Gabriel, lui, observait tout cela de loin. Il se tenait à l'écart, sentant le poids de leur jugement, bien qu'il ne le redoutât pas. Il avait fait ce qu'il fallait. C'était tout ce qui comptait. Mais il savait aussi que le village ne serait pas en paix longtemps. D'autres menaces rôdaient toujours dans les ténèbres.
Il se dirigea vers une petite maison, à l'écart du centre du village. Là, la petite fille, celle qui avait survécu au massacre de sa famille, l'attendait. Ses grands yeux pleins d'innocence fixaient Gabriel avec une sorte de tristesse, mais aussi une reconnaissance silencieuse. Elle n'avait pas de famille, pas d'endroit où aller. Gabriel s'agenouilla devant elle, lui prenant doucement la main.
« Je vais te confier à une famille qui prendra soin de toi, » murmura-t-il d'une voix apaisante. « Tu es en sécurité maintenant. »
La petite fille hocha la tête sans un mot.
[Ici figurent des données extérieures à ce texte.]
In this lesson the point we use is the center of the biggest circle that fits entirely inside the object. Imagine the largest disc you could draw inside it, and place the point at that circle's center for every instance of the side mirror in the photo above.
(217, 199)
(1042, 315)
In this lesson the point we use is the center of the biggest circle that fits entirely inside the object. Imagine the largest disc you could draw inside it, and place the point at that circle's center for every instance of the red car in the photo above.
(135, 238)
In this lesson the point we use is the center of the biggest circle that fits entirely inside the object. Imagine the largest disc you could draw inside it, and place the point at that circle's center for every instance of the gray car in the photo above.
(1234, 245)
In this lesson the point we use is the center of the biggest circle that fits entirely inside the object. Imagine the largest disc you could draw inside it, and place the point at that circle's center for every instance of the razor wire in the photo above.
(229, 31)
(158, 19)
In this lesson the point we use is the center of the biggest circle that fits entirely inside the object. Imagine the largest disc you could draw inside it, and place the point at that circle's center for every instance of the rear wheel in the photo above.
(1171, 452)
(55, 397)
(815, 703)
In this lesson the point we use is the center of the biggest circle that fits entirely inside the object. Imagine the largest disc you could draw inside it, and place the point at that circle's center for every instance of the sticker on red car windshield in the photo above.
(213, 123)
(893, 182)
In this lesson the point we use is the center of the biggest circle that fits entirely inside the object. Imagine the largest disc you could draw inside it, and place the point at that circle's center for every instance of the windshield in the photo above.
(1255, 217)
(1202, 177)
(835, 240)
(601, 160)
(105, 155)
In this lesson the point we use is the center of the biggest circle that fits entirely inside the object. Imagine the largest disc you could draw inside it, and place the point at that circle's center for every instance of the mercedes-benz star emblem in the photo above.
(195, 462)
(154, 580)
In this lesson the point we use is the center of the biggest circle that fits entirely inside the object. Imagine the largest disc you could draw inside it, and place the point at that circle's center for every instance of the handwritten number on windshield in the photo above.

Elle était encore sous le choc, mais elle savait, d'une manière ou d'une autre, que cet homme l'avait sauvée de quelque chose de bien plus terrible que la mort. Gabriel se releva et se tourna vers une famille qui l'attendait. Ils avaient accepté de prendre la petite fille sous leur protection. Ils étaient l'une des rares familles du village à ne pas avoir montré de méfiance envers Gabriel, une rareté dans ce village rongé par la peur et la suspicion.
Le père de famille, un homme trapu avec des traits marqués par les années de travail aux champs, hocha respectueusement la tête en direction de Gabriel. Il prit doucement la main de la petite fille. « Nous veillerons sur elle. » Gabriel, toujours silencieux, les observa s'éloigner.
Alors qu'il se préparait à quitter Thiercelieux, Gabriel s'arrêta un instant à l'orée du village. Il tourna une dernière fois le regard vers les toits des maisons de pierre. Ces gens, ces simples villageois, étaient redevenus des proies, et la fragile paix qui les avait enveloppés jusque-là avait volé en éclats. Ils avaient survécu à cette nuit, mais leur sécurité ne serait que temporaire.
Gabriel savait que leur terreur n'était qu'un avant-goût des ténèbres qui existaient encore dans ce monde. Des créatures plus terribles, des meutes de loups-garous, des vampires et autres abominations continuaient de rôder, tapies dans l'ombre. Thiercelieux n'était qu'une étape dans un long voyage, une quête sans fin pour éradiquer ces menaces. Mais la fragilité des communautés humaines lui rappelait constamment la complexité de ce combat. Pour chaque créature qu'il tuait, une autre prenait sa place. Le cycle de la violence et de la peur ne semblait jamais se terminer.
Alors qu'il s'éloignait, son manteau flottant derrière lui dans la brise matinale, Gabriel ne pouvait s'empêcher de méditer sur la nature humaine. Il avait vu de nombreux villages comme Thiercelieux, autrefois forts et prospères, mais finalement écrasés par la méfiance et la peur. Les hommes étaient parfois aussi dangereux que les monstres qu'ils craignaient.
Pourtant, malgré tout, il ne pouvait abandonner sa mission. Il devait protéger ces communautés, aussi fragiles soient-elles. Car au fond, même les créatures les plus monstrueuses qu'il avait rencontrées n'égalaient pas la complexité et la beauté de l'humanité. Gabriel savait que sa quête ne faisait que commencer, que d'autres villages, d'autres innocents auraient bientôt besoin de son aide.
Il marcha dans la lumière du matin, disparaissant peu à peu dans les brumes de la campagne. Mais son esprit restait concentré sur ce qu'il avait à faire. Il y avait toujours une autre meute, une autre créature tapie quelque part, prête à frapper. Et Gabriel Belmont, le chasseur immortel, serait toujours là pour les affronter.